Ottawa isn't the only Ontario city mulling a casino bid. Toronto's executive committee will discuss a casino proposal from the OLG in the coming weeks.
Watson argued Ottawa is losing millions of dollars from gambling money streaming across the Ottawa River to Gatineau.
"Those are jobs, economic activity and taxes," he said.
"Secondly, it's a tourism draw. The number 1 tourist attraction in the national capital region is not Parliament Hill, it's the casino in Gatineau."
OLG chairman Paul Godfrey said last week that time is running out on a possible Toronto casino.
He said the agency would need an answer by the beginning of next year on the OLG's "gaming entertainment centre" proposal, adding the project, if approved, would go forward with advice from the community and city hall.
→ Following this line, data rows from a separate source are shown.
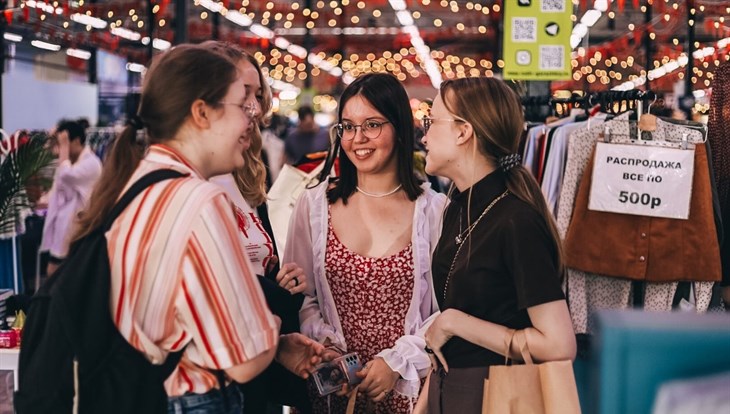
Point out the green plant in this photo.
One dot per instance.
(21, 161)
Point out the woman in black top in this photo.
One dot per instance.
(497, 265)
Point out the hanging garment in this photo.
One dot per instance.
(588, 292)
(647, 248)
(718, 136)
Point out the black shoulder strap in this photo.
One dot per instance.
(136, 188)
(263, 212)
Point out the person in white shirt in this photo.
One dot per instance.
(78, 170)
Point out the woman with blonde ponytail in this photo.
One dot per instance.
(497, 266)
(282, 284)
(180, 279)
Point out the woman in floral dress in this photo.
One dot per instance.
(366, 239)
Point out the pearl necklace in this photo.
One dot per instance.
(393, 191)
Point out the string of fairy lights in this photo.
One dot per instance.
(598, 66)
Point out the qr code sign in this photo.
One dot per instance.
(553, 6)
(552, 57)
(524, 29)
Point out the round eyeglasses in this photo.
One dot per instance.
(248, 108)
(370, 129)
(427, 121)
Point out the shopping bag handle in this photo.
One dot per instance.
(524, 349)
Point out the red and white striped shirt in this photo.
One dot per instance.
(180, 276)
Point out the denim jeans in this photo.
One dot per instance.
(212, 402)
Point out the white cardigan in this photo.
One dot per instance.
(306, 246)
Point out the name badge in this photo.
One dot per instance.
(642, 180)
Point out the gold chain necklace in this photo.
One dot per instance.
(465, 235)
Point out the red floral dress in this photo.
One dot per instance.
(372, 296)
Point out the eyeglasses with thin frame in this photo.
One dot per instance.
(427, 121)
(248, 108)
(370, 129)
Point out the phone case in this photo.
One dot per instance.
(331, 376)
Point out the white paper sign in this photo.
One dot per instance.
(642, 180)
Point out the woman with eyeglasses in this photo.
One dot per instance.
(497, 267)
(366, 239)
(282, 284)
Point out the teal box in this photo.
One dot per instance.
(634, 352)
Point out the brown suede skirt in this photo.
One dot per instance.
(458, 391)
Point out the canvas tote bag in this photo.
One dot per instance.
(546, 388)
(282, 197)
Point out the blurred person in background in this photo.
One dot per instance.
(306, 138)
(77, 172)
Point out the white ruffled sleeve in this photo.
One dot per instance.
(300, 250)
(409, 359)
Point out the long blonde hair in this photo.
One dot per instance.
(176, 79)
(495, 113)
(251, 178)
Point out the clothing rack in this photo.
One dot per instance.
(613, 102)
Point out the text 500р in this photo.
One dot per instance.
(639, 198)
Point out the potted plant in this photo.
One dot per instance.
(22, 157)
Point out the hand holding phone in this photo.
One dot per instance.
(331, 376)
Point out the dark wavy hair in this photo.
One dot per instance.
(386, 94)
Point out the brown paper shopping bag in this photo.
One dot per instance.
(546, 388)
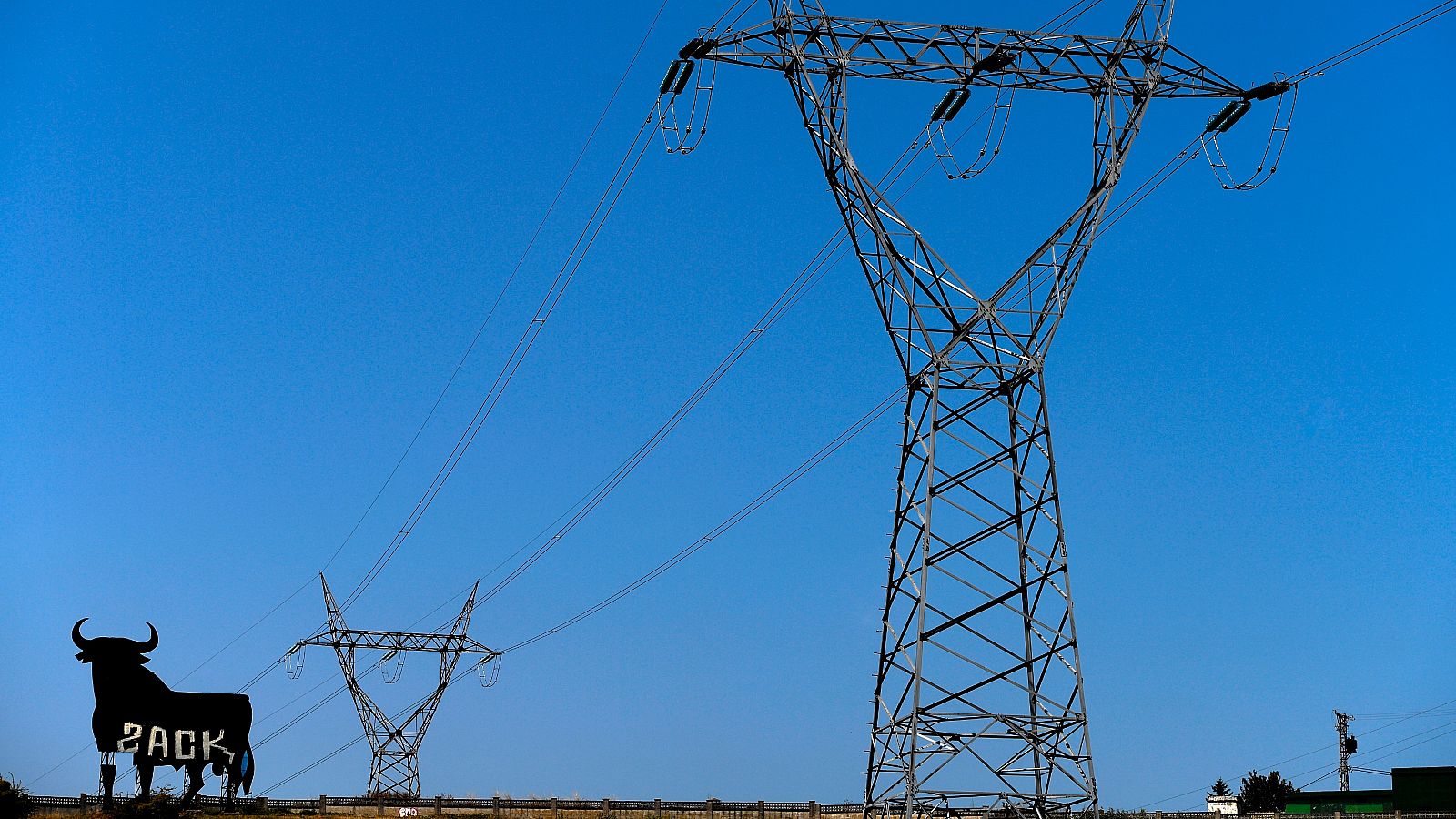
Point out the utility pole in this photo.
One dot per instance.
(395, 767)
(979, 695)
(1347, 746)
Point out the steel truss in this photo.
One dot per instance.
(979, 697)
(395, 765)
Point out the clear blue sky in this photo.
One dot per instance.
(242, 249)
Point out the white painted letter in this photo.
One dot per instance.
(191, 745)
(157, 739)
(131, 739)
(208, 743)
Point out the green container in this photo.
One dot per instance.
(1424, 789)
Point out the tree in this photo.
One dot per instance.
(15, 802)
(1264, 793)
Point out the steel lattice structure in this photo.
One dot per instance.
(979, 695)
(395, 765)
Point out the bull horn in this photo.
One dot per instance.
(76, 634)
(152, 642)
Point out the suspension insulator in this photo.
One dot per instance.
(1216, 123)
(1267, 91)
(683, 76)
(944, 106)
(1238, 114)
(696, 48)
(994, 62)
(672, 75)
(960, 102)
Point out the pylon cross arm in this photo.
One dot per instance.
(975, 56)
(398, 642)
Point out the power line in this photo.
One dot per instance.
(820, 264)
(1410, 24)
(1325, 748)
(606, 203)
(724, 526)
(495, 303)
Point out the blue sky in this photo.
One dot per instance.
(244, 249)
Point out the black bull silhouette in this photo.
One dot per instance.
(138, 714)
"We look at it as not something that the OLG is going to impose, we look at it as something that we will receive input from groups ... and from city representatives as well," Godfrey said.
"It's no use building something that's not acceptable to all those who have lived here for many years."
The proposed Toronto casino was part of a sweeping OLG plan unveiled last March to expand and "modernize" gambling in the province to help eliminate Ontario's $15-billion deficit by 2017-18.
But Conservative Lisa MacLeod wants the province's auditor to review the new gaming and casino plans, given that OLG reported in 2009 that Ontario casinos lost $46 million.